A. Police agencies were among the quickest employers to diversify their ranks. 34% of officers are non-white, and 15% of officers are female, with those categories increasing. The great majority of black residents do not favor reducing police presence in their neighborhoods and are willing to call police to report crime. The numbers that purport to support claims of disparate treatment are improving. Realize that officers operate in high crime and violence areas, and there is no racism in citing the disproportionate numbers in black on black crime, which is not traceable to police conduct. If a black person is subject to a life of different treatment, from pre-natal care, to education, to employment, to housing, to exposure to violence and fractured family structure, an encounter with law enforcement is not the first exposure to the result of racism remnants of our history and certainly not the blaming point for high imprisonment rates.

Q. Why aren’t officers held accountable?

No profession is held more accountable. Body cams record their daily activities and bystanders record more. Officer are subject to lawsuit on both the state and federal level, criminal prosecution on the state and federal level, and internal discipline including loss of career. The claims that it is hard to prosecute police may be true simply because most officers act within the law, which recognizes the complex and rapidly changing decisions the profession requires.

Q. Why do police get inadequate training?

Law enforcement training has improved immensely over the past generation of officers. Background checks and police academies are well regulated. Ongoing training is required throughout the officers’ career on a multitude of critical areas and changing laws. Officers encounter an incredibility wide variety of situations which require critical decisions in areas that are unique and have no easy answers. Officers are well trained over their careers. The calls for more de-escalation training are redundant because officers develop those skills in existing training as well as on the job. Brain science tells us that the fight/flight chemistry at work in the brain can take over 20 minutes to recede so that a person can make a rational decision during a police encounter. Add to that time the mental problems that interfere with good decisions and the fact that a significant number of encounters are with people that are impaired by alcohol or other drugs and it is clear that an officer facing a deadly weapon cannot control the decisions of a person under duress when seconds count.
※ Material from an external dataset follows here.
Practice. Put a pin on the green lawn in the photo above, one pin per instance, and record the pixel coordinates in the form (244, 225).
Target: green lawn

Q. Why aren’t college degrees required for law enforcement?

Over half of police officers have college degrees. The research shows that there are only minor differences in the performance of degreed officers over non-degreed.

Q. Shouldn’t social workers do a lot of what police are doing?

Probably, but social workers won’t be dispatched to high hazard calls where violence or weapons are present, nor are they always available. Police officers have done a remarkable job in dealing with persons in various conditions of distress. Nationwide, officers make literally millions of citizen contacts resulting in a very small percentage of use of force and an even smaller use of lethal force. Studies show that officers are frequently confronted with situations where deadly force is legally justified but act with restraint to avoid it, often at their own risk.

Q. Shouldn’t we be spending less money on policing and more on prevention?

Recent analysis shows that law enforcement has remained consistently at an average of less than 4% of government budgets over many years, while staffing of police has not kept up with population growth. It is clear that when policing is not supported, communities suffer in higher crime rates, slower response time, and fewer resources to engage in crime prevention and suppression. Look at any major city where anti-police politics have gained strength and see how their violent crime rate is rising. Whether more tax dollars should be allocated to other social concerns is a separate issue than reducing resources for law enforcement. Law enforcement budgets are not the source of funding for other social concerns.

Many of the reforms that have been proposed have been part of police leaders’ agendas for years and are already in place. It is no mere opinion that police officers do a good job, nor is it argued that there is no need for continued research and improvement.